Grace Cossington-Smith, she is one of Australia’s most celebrated 20th century painters. An important early exponent of modernism in Australia, her work formed part of the first significant wave of Australian responses to European post-impressionism. A brilliant colourist, she drew her subject matter from the familiar surroundings of her home and her experience of Sydney city life, which she transformed into vibrant images of light-infused colour.

Clarice Beckett, nowadays she is recognised as one of Australia’s most important modernist artists. She was a tonal painter and she relentlessly painted sea and beachscapes, rural and suburban scenes, often enveloped in the atmospheric effects of early mornings or evening. After her death her work fell out of fashion and her work was largely forgotten for over 30 years. In 1970 thousands of her neglected paintings were rediscovered in a farm shed in rural Victoria which prompted renewed interest in her work. Her work surprised me, I thought it was very European in tone. I usually associate Australia with strong sunlight and these gentle, hazy works were a revelations.
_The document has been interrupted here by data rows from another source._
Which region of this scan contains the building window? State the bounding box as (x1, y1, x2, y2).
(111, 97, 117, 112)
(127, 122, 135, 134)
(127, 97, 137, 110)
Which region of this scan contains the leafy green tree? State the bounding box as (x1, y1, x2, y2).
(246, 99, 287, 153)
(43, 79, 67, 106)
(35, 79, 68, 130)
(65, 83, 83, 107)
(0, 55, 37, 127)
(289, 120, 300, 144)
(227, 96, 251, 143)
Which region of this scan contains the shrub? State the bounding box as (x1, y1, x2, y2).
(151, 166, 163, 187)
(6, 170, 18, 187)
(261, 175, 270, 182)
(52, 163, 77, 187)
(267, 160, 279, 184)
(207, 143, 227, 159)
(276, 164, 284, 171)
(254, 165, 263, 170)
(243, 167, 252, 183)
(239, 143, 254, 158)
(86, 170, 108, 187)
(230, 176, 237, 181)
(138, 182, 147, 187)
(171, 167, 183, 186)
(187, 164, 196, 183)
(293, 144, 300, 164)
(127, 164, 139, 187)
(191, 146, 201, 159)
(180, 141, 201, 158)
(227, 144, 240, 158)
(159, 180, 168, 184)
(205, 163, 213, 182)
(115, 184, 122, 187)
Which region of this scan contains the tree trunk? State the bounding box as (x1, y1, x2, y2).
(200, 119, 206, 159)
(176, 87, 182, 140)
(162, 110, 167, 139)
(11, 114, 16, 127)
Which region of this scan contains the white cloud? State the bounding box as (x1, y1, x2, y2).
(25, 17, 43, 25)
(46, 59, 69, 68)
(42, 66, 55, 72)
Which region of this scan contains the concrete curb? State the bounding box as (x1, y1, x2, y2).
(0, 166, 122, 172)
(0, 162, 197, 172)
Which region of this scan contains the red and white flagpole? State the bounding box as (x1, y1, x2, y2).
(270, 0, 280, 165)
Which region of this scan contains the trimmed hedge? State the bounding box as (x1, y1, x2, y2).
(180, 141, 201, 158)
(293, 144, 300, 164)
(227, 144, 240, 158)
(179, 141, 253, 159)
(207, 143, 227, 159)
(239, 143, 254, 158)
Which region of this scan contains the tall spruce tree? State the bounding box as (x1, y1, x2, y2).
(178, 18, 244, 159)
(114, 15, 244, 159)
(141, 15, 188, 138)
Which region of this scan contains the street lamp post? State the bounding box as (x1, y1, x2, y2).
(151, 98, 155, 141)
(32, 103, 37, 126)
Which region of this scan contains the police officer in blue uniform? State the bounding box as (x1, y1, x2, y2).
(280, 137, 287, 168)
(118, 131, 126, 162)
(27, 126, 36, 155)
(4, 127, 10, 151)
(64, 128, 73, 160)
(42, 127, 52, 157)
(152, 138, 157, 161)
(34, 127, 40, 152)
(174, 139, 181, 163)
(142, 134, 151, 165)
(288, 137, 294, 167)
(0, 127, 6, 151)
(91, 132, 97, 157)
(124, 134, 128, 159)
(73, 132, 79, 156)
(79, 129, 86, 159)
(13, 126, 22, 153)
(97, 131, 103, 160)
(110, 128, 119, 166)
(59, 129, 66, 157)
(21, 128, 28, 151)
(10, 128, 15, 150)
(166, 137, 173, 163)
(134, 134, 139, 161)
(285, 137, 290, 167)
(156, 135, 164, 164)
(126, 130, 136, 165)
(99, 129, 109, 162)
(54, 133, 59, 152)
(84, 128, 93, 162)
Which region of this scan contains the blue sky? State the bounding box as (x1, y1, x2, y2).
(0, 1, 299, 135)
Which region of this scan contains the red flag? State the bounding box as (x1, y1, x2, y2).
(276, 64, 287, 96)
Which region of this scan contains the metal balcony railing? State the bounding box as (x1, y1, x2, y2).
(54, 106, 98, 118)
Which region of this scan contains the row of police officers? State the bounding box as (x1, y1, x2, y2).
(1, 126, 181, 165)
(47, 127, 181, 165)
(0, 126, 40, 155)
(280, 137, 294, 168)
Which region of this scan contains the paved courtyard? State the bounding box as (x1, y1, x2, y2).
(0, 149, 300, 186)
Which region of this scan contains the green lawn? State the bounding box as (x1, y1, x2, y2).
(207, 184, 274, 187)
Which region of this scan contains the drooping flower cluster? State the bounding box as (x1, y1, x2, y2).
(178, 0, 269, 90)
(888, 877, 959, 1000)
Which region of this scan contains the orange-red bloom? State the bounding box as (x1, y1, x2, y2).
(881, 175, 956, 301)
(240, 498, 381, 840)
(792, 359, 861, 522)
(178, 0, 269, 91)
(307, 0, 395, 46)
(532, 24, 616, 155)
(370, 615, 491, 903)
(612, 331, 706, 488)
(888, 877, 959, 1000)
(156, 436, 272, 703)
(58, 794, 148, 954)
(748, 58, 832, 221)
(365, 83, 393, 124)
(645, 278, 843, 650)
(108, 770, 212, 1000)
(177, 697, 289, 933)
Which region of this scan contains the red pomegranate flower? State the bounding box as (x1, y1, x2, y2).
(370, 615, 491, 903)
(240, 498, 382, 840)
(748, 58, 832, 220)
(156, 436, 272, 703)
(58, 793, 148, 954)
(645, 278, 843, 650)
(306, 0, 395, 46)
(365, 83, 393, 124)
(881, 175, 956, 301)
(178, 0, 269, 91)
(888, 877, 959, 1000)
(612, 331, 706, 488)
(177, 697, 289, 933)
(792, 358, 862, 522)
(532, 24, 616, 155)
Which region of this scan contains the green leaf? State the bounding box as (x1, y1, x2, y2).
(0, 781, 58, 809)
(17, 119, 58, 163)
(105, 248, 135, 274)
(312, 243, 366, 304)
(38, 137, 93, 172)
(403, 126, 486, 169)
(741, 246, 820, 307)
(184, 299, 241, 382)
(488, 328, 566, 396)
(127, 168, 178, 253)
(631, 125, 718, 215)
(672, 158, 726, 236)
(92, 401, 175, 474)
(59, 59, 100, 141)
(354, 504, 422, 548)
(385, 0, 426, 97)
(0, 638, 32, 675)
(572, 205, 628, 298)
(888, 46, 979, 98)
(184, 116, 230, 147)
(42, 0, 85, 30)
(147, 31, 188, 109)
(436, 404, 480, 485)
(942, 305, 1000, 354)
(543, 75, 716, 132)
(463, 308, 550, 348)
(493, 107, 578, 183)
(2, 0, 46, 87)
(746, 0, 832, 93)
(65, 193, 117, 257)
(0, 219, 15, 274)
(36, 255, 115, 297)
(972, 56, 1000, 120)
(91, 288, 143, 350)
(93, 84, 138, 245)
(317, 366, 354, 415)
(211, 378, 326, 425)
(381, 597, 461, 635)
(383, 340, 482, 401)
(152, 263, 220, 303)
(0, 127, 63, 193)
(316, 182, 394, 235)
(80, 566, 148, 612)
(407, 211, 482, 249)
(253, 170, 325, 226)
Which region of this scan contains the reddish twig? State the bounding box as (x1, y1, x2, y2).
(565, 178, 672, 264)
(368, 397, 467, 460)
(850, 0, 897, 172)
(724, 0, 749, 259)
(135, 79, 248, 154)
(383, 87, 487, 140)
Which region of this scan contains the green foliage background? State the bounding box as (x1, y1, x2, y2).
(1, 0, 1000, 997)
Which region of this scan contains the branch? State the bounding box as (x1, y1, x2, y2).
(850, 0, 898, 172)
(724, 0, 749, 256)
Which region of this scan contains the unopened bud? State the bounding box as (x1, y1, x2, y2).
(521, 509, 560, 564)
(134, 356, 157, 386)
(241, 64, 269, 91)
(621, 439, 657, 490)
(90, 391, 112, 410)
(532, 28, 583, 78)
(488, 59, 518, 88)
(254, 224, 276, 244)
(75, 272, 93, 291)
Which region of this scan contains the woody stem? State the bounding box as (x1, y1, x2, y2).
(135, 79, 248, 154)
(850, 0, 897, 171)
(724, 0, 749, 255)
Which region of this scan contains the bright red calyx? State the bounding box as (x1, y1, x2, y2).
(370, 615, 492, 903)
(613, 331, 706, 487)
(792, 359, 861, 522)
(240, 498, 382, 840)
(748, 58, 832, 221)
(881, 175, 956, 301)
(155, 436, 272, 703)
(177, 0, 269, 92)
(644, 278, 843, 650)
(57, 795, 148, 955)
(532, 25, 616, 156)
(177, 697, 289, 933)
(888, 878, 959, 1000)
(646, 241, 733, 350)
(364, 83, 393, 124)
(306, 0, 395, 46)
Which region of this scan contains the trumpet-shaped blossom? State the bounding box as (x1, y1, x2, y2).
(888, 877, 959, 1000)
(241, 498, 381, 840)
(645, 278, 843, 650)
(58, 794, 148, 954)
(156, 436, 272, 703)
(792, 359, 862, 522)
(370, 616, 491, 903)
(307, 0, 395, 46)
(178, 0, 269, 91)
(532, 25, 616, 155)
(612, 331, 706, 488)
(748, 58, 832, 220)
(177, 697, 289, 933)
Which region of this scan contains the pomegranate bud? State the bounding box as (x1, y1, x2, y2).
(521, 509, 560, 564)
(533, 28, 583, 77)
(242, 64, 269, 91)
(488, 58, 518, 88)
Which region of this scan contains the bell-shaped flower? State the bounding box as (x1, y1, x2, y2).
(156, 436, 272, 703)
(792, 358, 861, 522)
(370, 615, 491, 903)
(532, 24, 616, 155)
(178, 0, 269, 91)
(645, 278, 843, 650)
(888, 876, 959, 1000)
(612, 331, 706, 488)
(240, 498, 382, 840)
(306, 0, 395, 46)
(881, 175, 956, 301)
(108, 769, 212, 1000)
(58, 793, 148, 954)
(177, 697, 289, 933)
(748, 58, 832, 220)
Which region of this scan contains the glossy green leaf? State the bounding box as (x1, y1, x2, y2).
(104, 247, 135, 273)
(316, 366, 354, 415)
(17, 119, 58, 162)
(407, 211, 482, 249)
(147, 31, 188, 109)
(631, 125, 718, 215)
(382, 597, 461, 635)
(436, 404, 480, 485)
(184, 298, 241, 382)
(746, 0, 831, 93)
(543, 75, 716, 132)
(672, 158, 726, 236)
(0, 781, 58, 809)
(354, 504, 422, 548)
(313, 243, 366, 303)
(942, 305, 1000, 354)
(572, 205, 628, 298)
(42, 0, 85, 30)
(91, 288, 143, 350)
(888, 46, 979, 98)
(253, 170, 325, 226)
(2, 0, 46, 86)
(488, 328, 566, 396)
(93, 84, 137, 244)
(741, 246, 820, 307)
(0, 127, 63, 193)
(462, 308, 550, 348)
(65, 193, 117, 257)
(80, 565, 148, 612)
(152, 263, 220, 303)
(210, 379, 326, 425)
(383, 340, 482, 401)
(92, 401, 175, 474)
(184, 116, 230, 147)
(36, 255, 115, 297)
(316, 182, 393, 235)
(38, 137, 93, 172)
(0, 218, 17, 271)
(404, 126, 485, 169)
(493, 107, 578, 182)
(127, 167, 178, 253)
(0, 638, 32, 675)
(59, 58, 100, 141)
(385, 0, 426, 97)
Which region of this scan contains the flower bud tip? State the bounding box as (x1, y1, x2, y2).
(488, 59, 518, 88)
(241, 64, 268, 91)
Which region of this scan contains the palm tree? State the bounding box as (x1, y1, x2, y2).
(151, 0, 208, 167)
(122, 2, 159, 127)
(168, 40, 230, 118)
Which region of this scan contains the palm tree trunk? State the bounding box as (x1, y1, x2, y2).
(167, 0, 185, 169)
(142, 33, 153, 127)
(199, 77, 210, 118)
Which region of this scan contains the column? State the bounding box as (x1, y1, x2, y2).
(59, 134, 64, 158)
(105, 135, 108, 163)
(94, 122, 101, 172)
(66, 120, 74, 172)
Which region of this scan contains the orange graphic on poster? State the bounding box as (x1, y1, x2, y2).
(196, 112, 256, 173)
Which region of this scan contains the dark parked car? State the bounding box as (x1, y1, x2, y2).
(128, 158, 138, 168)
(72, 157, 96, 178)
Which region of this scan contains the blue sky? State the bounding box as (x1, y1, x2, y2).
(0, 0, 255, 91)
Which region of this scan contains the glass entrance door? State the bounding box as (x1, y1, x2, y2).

I have one final installment to make. I thought that these works were so powerful that they deserved “space” to breathe rather than being crammed into an overlong list. If you have any more suggestions as to who I should include please add them in the comments section.



16 thoughts on “Our favourite female artists (deceased) part 2

  1. Emily Kame Kngwarreye is a particular favorite of mine! I got to see two of her paintings here in Washington DC about 18 years ago when they were part of an exhibit on Australian aborigine art at the National Geographic Society. They weren’t the humongous works, but they were impressive nonetheless. I learned about her by chance from a book at the University of Maryland art library — it was on the “new books” shelf. Been a fan ever since.

    1. So great to get to see her work in the flesh – always better than a flat 2D picture!

  2. Hi Emma. O’Keefe is the only artist here that I heard of.
    I like the works of all the artists you feature in this post, especially RG’ s sculptures.

    Neil S.

    1. Yes, she was the only I’d heard of too before I did some research on the NZ & Australians!

  3. Wow! I had never even heardof the Australian women artists! Thanks Emma! Two of my favorite women artists are Emily Carr of British Columbia and Louise Nevelson. Just incredible work and lives.

    1. Thank you Debra. This whole exercise has been such an eye opener – there are and always have been many amazing female artists but for some reason they don’t seem to be as well known as male artists. I will add your suggestions to my next blog on this topic. Thank you!

  4. I sometimes think Georgia O’Keeffe gets short shrift for her absolutely luscious fruit paintings. I saw a retrospective of her work many years ago and spent more time looking at a tiny painting of a richly colored bowl of plums than at any other painting in the exhibit.×26

    1. Wow – that red is incredible. Interesting that size doesn’t always matter. Ha! Ha!

  5. Magnificent work.So happy to look at her work here

    1. Thank you, there are so many talented female artists (dead as well as alive)!!

  6. A wonderful overview of Aussie and Kiwi female artists. The Gascoignes part of our family’s circle—Rosalie’s son and family have been our neighbours for many decades.

    1. That’s very interesting Peggy. Sadly I can’t take credit for this particular selection as most of the names were suggested to me by another blogger. It was a revelation to me and made me feel very Eurocentric!

      1. Margaret Olley is another fascinating and much loved female Australian artist. Parts of her studio have been recreated in the Tweed River Art Gallery.

      2. Thank you for Margaret Olley, I’ll add her to my next post on female artists.

  7. Thank you for this wonderful tour of women artists. I only knew of two of them!

    1. Hi Melissa, I also found it to be a enjoyable voyage of discovery.